Le Pheu Thai n’a pas d’amendement à l’article 112 dans son programme législatif, mais certains sénateurs pourraient soutenir que le maintien du MFP dans la coalition indique que cette proposition n’a pas été entièrement abandonnée.
Dans ce cas, la seule solution pour sortir de l’impasse serait que les partis pro-armée Bhumjaithai ou Palang Pracharath aident Pheu Thai et que MF se retrouve dans l’opposition.
Une telle formule pourrait amener Prawit ou Anutin au poste de premier ministre mais cela obligerait le Pheu Thai à avaler de grosses couleuvres car ses députés ont toujours dit qu’ils ne s’allieraient jamais avec des putschistes ou pro-armée.
Ce serait le niveau zéro de la politique thaïlandaise. Un ancien ministre des affaires étrangères disait hier que la Thaïlande était déjà la risée du monde avec ce système qui nie le suffrage universel et qui, in fine, laisse des sénateurs, nommés par des putschistes, décider.
Un gouvernement non dirigé par Pita suscitera l’indignation des 14 millions d’électeurs de MF et sera considéré comme un déni de démocratie.
Avec deux plaintes sérieuses devant la Cour constitutionnelle contre M. Pita et le parti Move Forward lui-même, on craint que la situation ne se détériore davantage et que la Thaïlande plonge une nouvelle fois dans le chaos.
Pourtant, la proposition de modification de l’article 112 est une manière élégante de rendre le régime plus humain et moins moyenâgeux.
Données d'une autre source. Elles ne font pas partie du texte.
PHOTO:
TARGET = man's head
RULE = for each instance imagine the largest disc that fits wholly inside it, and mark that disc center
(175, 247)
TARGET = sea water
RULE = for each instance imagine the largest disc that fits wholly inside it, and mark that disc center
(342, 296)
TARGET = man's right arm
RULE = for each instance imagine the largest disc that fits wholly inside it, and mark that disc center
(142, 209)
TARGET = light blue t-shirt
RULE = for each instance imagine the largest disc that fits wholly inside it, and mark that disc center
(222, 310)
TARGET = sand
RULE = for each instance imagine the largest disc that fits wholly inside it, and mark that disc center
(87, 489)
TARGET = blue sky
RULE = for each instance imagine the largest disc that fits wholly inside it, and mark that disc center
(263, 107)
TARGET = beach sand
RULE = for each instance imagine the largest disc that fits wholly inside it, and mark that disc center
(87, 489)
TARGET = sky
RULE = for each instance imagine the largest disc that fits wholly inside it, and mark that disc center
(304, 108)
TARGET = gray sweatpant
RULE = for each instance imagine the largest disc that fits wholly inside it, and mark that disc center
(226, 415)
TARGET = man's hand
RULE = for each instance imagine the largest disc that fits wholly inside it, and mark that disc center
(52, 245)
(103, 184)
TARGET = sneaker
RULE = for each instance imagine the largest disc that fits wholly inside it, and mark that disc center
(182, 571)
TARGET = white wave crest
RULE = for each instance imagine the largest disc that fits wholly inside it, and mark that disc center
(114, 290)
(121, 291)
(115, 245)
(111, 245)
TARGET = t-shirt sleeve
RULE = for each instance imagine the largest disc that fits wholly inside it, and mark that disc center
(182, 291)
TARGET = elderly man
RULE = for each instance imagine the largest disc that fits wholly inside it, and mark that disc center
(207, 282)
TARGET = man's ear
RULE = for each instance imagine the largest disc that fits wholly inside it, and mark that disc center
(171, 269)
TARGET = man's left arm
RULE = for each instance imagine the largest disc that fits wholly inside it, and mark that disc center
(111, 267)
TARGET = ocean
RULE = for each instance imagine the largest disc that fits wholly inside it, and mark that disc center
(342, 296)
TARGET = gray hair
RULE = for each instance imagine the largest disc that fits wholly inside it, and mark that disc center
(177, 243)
En deux mots, selon le projet, seul le palais pourrait porter plainte pour crime de lèse majesté pour éviter un emploi injustifié de la loi. Et les peines seraient alignées sur ce qui se fait dans tous les autres royaumes du monde (1 à 3 ans de prison au lieu de 15).
Comme tout le monde le sait, rien n’est éternel, et la réforme est inévitable. Soit le régime le comprend et l’accompagne, soit, des circonstances dramatiques l’y contraindront. Move Forward agit pour le bien du régime.
Selon les chercheurs Kheetanat Synth Wannaboworn et Walden Bello de Focus on the Global South, Quoi qu’il arrive ces jours-ci, la Thaïlande est déjà entrée dans une nouvelle ère. L’importance de la victoire écrasante du MFP aux urnes a plusieurs dimensions.
Le vote des jeunes, générations Z et Y, a fait la différence dans le résultat électoral. Les parlementaires réformateurs ont une moyenne d’âge de 39 ans.
Les performances extrêmement médiocres (aux élections) de la coalition gouvernementale, ainsi que celles des partis traditionnels comme les démocrates qui ont coopéré avec les généraux, prouvent un rejet décisif de l’intervention militaire dans la politique.
Le MFP a redessiné une nouvelle carte politique du pays et le clivage rouge / jaune n’existe plus. Maintenant, c’est orange (mélange rouge et jaune) ou gris.
Le MFP a mené une campagne étonnamment différente en se concentrant sur les problèmes et les politiques au lieu de faire appel aux loyautés personnelles ou partisanes traditionnelles. Contrairement aux autres partis, il n’achetait pas de votes, et ce non seulement parce qu’il n’avait pas d’argent, mais par principe et en supposant que les gens en avaient assez de la vieille politique paternaliste et clientéliste, pour ne pas dire féodale. Avant les élections de mai, le parti a élaboré un programme basé sur 300 positions politiques, de la réforme militaire aux droits LGBTQ en passant par les droits des animaux, cherchant à montrer à l’électorat qu’il s’agissait d’une grande tente qui avait une place pour la préoccupation particulière de chaque électeur.
Mais même si le régime parvient à faire reculer une fois de plus la marée pour 4 ans, il lui semble impossible de résister plus longtemps à l’élan du Move Forward Party. Il entend haut et fort le message écrasant de l’électorat, à savoir : il est temps de se retirer pour que la Thaïlande puisse… aller de l’avant.